From the late ‘80s through the mid-‘90s, Miramax did a terrific job exposing American audiences to European filmmakers, including Peter Greenaway, Pedro Almodovar, and Krzysztof Kieslowski. This interest died around the time Kieslowski retired and “Pulp Fiction” became a huge hit.
The company bungled its chance to introduce Americans to Abbas Kiarostami, Wong Kar-wai, and Takeshi Kitano. Ten years after the two-week New York run of Kiarostami’s “Through the Olive Trees,” Miramax has yet to release it on VHS or DVD. Now that Harvey and Bob Weinstein have ceded control of Miramax entirely to Disney and moved on to their own new company, we may reap the benefits of their extensive back catalogue of unreleased films.

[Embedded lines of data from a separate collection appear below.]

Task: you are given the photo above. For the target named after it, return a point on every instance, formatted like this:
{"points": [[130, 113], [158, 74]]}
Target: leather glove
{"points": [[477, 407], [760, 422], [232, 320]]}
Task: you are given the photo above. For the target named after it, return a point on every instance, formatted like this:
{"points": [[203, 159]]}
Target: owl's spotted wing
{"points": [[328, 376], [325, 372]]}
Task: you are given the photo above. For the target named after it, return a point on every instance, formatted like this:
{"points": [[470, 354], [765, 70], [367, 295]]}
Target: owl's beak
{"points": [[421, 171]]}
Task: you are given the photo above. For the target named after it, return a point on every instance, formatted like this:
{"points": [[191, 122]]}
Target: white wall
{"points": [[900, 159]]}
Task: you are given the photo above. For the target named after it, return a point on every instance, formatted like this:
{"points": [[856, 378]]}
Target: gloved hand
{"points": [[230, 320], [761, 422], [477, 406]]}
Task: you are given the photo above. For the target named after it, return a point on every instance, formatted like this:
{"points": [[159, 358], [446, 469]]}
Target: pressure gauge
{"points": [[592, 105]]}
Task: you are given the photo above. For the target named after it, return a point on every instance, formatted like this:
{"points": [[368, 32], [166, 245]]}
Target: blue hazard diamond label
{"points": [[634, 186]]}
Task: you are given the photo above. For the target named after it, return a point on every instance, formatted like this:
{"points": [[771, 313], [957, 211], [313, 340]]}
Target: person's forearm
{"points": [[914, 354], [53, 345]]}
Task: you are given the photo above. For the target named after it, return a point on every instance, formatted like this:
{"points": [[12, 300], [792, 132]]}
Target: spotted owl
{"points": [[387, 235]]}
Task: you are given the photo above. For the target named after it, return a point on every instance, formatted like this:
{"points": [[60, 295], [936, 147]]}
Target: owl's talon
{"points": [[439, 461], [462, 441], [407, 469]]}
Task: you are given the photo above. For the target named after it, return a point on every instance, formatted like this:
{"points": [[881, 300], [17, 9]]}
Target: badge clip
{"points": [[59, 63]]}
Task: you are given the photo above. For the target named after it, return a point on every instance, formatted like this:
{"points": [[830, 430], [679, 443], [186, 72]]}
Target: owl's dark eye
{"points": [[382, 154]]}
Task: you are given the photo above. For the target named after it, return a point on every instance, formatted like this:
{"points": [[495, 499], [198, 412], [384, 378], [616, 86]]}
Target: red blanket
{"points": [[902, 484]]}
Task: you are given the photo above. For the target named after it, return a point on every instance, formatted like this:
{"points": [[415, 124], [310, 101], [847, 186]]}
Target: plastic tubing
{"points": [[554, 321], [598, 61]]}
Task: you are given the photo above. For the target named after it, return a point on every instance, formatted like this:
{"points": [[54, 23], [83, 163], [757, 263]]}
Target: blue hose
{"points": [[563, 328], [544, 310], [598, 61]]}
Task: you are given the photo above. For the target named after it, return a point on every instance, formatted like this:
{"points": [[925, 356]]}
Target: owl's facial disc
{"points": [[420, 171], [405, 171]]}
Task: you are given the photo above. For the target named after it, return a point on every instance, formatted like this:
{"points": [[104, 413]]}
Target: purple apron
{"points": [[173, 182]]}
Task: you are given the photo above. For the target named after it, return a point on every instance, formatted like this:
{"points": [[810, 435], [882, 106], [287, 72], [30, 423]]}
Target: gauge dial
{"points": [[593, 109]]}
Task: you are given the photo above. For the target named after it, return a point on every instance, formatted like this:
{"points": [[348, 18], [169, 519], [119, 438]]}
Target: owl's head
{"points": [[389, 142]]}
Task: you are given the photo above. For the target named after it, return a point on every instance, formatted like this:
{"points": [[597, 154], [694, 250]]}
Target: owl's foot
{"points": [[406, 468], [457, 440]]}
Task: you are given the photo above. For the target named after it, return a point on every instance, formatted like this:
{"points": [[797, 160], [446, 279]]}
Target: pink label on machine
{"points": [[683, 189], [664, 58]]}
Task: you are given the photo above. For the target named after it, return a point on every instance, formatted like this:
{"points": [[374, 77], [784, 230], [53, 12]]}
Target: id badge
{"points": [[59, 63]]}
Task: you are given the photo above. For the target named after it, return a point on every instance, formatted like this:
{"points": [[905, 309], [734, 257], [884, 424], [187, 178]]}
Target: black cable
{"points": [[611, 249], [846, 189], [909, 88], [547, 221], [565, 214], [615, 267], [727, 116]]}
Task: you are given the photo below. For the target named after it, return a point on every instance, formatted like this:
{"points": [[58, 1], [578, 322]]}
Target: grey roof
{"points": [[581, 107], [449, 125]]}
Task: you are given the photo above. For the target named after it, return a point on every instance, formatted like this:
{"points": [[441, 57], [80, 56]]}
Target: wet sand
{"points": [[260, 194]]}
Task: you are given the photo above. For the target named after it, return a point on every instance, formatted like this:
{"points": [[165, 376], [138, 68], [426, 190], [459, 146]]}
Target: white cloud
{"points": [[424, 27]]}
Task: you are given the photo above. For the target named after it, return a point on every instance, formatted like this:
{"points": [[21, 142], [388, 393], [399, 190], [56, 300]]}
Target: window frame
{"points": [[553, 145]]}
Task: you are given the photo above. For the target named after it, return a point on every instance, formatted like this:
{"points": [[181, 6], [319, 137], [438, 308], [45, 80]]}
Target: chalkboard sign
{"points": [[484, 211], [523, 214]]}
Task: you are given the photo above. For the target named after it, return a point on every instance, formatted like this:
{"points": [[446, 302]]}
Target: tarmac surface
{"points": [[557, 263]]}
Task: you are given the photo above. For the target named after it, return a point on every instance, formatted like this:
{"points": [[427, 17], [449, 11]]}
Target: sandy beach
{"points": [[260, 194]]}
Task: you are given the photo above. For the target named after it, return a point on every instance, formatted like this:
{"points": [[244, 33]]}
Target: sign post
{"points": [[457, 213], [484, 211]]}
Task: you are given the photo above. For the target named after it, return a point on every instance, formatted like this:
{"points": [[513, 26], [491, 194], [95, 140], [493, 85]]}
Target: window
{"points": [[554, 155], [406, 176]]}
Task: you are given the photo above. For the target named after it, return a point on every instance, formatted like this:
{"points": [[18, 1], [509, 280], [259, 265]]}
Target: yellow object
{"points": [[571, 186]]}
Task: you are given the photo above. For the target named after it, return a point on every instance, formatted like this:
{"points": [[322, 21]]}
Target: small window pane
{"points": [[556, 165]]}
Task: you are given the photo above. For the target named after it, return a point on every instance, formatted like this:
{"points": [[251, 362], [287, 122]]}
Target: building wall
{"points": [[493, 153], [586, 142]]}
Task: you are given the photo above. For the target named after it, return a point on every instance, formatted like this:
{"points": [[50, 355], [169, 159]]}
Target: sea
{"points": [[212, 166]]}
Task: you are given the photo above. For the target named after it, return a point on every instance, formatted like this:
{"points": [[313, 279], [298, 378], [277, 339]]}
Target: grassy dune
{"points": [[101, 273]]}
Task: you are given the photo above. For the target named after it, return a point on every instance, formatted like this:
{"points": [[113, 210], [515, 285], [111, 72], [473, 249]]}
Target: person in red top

The Weinsteins acquired the rights to Kioyoshi Kurosawa’s “Pulse,” made in 2001, several years ago in order to make an American remake. That film is slated to come out next year; in the meantime, they’ve made the wise move of licensing the original version to another distributor.
After a puzzling first scene on a boat, featuring Kurosawa’s favorite actor, Koji Yakusho, who doesn’t reappear until the end, “Pulse” centers on a group of friends, all in their early 20s. Taguchi (Kenji Mizuhashi) stops showing up for work. A coworker visits him, finding him behaving strangely, before Taguchi hangs himself in her presence. Soon after, Taguchi’s friends’ computers start showing ghostly images of him. Kawashima (Haruhiko Kato) turns to Harue (Koyuki) for advice after his computer starts dialing itself on the Internet automatically and asking him, “Do you want to meet a ghost?” One by one, the group gets picked off as ghosts start taking over Tokyo.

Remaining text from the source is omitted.